Groundwater resources are vitally important in arid and semi-arid areas meaning that spatial planning tools are required for their exploration and mapping. Accordingly, this research compared the predictive powers of five machine learning models for groundwater potential spatial mapping in Wadi az-Zarqa watershed in Jordan. The five models were random forest (RF), boosted regression tree (BRT), support vector machine (SVM), mixture discriminant analysis (MDA), and multivariate adaptive regression spline (MARS).

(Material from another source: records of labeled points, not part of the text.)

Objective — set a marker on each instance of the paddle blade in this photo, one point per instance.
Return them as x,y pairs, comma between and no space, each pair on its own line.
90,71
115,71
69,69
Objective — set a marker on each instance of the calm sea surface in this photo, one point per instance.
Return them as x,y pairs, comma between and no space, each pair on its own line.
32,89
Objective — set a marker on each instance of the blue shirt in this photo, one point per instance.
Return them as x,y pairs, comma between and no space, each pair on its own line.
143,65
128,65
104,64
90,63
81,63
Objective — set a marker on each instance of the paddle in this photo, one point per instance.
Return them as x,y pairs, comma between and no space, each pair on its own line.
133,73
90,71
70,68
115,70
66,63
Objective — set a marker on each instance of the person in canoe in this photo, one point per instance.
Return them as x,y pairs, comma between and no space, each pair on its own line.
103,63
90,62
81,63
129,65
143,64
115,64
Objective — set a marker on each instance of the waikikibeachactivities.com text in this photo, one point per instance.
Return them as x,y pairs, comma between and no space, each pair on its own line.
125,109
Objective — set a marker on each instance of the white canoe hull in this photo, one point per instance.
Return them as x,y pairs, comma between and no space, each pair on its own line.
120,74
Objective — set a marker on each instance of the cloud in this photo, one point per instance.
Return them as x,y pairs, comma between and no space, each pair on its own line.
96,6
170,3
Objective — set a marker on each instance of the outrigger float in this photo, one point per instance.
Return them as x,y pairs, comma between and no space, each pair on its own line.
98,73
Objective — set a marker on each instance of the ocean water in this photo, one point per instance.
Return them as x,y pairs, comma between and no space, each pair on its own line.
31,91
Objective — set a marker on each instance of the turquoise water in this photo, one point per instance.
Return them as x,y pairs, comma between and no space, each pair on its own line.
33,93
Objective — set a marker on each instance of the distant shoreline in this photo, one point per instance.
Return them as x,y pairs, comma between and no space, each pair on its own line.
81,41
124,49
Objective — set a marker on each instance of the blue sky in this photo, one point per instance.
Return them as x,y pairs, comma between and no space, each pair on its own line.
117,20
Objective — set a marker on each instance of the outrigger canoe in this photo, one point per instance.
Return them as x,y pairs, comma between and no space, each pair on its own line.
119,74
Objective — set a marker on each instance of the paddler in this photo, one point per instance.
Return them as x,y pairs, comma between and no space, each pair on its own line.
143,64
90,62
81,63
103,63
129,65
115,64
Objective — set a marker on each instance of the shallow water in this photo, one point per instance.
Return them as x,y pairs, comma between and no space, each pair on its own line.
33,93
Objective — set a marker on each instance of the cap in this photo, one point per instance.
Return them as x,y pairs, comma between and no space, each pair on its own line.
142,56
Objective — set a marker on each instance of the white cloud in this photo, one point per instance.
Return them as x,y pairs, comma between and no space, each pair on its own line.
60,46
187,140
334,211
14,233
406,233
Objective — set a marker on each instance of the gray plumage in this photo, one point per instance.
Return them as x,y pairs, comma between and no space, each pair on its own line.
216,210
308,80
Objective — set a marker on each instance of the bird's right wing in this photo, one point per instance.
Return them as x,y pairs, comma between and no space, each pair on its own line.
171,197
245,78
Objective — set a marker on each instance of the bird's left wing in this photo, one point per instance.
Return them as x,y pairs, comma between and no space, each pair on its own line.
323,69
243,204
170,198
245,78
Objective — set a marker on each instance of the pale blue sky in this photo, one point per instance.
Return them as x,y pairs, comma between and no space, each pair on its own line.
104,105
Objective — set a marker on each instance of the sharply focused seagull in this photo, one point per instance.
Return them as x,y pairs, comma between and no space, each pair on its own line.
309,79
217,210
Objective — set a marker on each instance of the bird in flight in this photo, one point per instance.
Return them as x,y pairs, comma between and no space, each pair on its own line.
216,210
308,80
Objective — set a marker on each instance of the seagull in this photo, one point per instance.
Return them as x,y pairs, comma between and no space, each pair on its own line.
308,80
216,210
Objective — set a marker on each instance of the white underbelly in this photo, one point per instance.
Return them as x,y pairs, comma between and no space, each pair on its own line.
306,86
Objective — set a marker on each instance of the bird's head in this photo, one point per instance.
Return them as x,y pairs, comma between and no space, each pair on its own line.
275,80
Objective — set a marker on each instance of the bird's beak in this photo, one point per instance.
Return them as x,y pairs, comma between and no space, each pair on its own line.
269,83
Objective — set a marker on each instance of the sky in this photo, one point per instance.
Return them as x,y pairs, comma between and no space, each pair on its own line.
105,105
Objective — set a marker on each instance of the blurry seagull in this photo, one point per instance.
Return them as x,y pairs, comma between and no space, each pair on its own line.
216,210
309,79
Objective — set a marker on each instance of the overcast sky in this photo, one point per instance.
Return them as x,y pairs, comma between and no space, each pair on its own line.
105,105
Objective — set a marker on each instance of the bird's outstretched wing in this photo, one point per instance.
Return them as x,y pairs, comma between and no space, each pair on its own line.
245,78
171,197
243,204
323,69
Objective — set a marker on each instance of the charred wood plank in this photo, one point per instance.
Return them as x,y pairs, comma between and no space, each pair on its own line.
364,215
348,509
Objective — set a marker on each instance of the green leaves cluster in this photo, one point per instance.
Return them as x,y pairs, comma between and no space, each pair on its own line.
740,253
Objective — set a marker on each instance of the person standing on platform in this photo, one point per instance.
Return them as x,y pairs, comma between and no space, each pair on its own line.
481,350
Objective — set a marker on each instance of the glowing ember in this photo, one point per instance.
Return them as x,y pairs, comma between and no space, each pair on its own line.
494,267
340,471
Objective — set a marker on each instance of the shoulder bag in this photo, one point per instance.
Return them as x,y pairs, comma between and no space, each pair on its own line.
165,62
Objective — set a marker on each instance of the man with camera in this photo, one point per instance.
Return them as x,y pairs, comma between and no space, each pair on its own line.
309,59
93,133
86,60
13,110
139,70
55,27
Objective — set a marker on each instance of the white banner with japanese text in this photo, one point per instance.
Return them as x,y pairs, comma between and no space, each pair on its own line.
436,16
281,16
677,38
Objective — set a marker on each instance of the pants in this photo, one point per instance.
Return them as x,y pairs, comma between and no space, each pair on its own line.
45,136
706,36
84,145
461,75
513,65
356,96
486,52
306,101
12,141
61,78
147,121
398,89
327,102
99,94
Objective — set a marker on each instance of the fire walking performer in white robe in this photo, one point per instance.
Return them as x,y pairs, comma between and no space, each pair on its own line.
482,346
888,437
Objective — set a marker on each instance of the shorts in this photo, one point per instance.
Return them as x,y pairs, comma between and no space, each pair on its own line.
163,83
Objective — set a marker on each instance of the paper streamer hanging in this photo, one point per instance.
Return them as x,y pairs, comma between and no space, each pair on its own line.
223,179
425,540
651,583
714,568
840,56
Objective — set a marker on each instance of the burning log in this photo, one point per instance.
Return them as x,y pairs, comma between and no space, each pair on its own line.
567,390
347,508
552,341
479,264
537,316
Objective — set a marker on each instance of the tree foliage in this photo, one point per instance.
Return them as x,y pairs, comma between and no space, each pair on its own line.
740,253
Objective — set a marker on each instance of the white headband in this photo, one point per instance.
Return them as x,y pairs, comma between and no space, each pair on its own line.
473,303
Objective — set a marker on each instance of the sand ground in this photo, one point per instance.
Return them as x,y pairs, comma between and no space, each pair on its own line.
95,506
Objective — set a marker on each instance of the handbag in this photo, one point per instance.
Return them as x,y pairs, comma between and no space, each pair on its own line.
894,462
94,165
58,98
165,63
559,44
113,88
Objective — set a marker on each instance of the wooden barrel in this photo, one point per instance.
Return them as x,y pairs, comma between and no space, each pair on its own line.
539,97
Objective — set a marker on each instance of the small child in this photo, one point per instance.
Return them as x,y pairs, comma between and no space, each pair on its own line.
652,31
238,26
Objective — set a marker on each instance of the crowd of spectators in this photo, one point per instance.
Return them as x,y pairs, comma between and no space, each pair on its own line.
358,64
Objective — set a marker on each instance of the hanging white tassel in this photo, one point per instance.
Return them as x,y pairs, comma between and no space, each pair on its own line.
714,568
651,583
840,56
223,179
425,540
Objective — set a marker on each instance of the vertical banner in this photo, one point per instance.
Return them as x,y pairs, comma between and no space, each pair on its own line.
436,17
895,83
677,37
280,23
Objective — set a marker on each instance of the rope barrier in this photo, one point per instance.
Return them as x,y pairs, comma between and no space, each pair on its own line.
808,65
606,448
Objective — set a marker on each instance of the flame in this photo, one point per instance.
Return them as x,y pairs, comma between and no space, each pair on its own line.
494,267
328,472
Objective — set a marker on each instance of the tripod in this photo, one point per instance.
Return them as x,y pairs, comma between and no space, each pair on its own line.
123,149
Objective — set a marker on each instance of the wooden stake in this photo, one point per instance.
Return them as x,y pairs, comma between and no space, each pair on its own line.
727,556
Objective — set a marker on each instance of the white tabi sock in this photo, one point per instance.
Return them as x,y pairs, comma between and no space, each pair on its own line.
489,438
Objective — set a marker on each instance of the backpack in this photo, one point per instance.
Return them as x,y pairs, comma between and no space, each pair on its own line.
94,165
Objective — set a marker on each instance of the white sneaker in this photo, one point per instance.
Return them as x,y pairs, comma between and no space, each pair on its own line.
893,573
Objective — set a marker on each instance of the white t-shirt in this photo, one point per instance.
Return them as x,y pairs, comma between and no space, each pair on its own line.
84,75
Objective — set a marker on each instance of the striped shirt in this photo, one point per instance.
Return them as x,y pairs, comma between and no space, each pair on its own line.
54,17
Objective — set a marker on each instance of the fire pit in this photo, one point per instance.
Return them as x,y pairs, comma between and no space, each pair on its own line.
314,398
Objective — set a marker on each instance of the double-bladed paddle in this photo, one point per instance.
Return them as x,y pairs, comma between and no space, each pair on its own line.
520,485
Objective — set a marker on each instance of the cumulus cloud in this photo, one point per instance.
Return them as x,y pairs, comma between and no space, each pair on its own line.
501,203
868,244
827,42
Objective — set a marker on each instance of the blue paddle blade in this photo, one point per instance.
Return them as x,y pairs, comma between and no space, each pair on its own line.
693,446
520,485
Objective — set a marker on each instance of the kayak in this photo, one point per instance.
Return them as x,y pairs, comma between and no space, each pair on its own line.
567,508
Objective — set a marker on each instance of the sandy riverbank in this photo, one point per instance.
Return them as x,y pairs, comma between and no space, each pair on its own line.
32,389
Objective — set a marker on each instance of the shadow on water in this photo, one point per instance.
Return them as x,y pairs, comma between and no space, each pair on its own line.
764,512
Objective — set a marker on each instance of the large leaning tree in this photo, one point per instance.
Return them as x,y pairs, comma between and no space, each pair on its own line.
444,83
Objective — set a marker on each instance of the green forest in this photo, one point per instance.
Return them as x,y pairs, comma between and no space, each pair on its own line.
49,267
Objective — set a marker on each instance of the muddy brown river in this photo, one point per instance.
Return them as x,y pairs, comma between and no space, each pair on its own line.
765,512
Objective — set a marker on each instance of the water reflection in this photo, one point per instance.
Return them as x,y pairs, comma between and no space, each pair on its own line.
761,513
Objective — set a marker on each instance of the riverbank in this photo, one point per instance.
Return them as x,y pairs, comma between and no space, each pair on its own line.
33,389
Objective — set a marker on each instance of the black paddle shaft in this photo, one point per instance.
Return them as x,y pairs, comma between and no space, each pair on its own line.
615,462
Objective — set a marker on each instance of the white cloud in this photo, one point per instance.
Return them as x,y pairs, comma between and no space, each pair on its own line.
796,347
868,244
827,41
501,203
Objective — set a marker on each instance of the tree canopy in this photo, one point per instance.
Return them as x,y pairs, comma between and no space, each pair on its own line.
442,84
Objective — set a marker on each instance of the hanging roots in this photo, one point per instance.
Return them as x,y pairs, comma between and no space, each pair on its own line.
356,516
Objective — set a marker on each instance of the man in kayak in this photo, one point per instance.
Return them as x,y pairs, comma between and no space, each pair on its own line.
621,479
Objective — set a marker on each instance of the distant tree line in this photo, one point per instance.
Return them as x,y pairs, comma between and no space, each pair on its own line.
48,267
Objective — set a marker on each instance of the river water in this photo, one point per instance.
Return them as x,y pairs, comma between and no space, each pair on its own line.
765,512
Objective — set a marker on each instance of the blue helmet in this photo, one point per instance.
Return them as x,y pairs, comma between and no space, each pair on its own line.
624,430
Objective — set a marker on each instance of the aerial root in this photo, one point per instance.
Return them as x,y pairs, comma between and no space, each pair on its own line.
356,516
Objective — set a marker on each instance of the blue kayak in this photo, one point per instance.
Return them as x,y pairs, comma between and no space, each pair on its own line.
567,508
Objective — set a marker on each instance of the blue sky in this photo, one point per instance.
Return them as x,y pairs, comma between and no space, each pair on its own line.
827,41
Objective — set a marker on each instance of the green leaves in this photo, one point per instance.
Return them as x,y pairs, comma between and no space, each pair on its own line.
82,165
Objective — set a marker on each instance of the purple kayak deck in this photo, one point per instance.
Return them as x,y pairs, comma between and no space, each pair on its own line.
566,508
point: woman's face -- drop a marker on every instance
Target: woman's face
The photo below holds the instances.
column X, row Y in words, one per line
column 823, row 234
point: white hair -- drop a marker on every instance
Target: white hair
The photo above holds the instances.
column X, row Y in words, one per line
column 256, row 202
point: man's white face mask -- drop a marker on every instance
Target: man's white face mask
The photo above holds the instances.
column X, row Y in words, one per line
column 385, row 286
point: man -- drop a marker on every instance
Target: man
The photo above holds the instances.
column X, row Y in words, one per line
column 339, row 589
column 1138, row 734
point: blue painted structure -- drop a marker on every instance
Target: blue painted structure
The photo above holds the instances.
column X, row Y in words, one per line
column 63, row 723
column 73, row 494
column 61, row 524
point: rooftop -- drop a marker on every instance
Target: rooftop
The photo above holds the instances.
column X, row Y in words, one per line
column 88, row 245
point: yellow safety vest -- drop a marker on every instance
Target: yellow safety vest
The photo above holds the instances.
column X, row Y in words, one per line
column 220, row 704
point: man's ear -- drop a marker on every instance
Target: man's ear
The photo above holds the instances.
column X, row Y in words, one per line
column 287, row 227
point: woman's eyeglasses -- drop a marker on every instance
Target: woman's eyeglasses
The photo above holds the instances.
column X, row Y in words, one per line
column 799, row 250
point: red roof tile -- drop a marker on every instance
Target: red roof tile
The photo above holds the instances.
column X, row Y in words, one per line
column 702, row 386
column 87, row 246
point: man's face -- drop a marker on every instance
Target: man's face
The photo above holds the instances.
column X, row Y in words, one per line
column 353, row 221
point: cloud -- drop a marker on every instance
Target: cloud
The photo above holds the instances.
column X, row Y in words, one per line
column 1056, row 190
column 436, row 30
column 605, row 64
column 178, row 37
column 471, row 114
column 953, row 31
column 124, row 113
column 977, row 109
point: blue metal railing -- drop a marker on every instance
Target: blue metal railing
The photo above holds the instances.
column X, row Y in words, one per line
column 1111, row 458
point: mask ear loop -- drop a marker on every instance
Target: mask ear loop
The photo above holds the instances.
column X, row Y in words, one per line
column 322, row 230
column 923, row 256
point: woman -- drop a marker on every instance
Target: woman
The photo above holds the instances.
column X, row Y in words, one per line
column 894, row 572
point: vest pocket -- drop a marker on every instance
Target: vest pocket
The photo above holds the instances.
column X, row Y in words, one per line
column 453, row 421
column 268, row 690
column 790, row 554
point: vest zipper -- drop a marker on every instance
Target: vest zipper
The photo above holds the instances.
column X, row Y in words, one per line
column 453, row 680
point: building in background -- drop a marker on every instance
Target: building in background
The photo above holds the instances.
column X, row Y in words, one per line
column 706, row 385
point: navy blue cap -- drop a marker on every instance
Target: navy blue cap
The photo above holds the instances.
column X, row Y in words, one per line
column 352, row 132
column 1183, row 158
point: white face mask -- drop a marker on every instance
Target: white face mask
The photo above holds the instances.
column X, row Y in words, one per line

These algorithms explored spatial distributions of 12 hydrological-geological-physiographical (HGP) conditioning factors (slope, altitude, profile curvature, plan curvature, slope aspect, slope length (SL), lithology, soil texture, average annual rainfall, topographic wetness index (TWI), distance to drainage network, and distance to faults) that determine where groundwater springs are located. The area under the curve (AUC) of the receiver operating characteristic (ROC) curve was employed to evaluate the prediction accuracies of the five individual models. Here the results were ranked in descending order as MDA (83.2%), RF (80.6%), SVM (80.2%), BRT (78.0%), and MARS (75.5%).The results show good potential for further use of machine learning techniques for mapping groundwater spring potential in other places where the use and management of groundwater resources is essential for sustaining rural or urban life.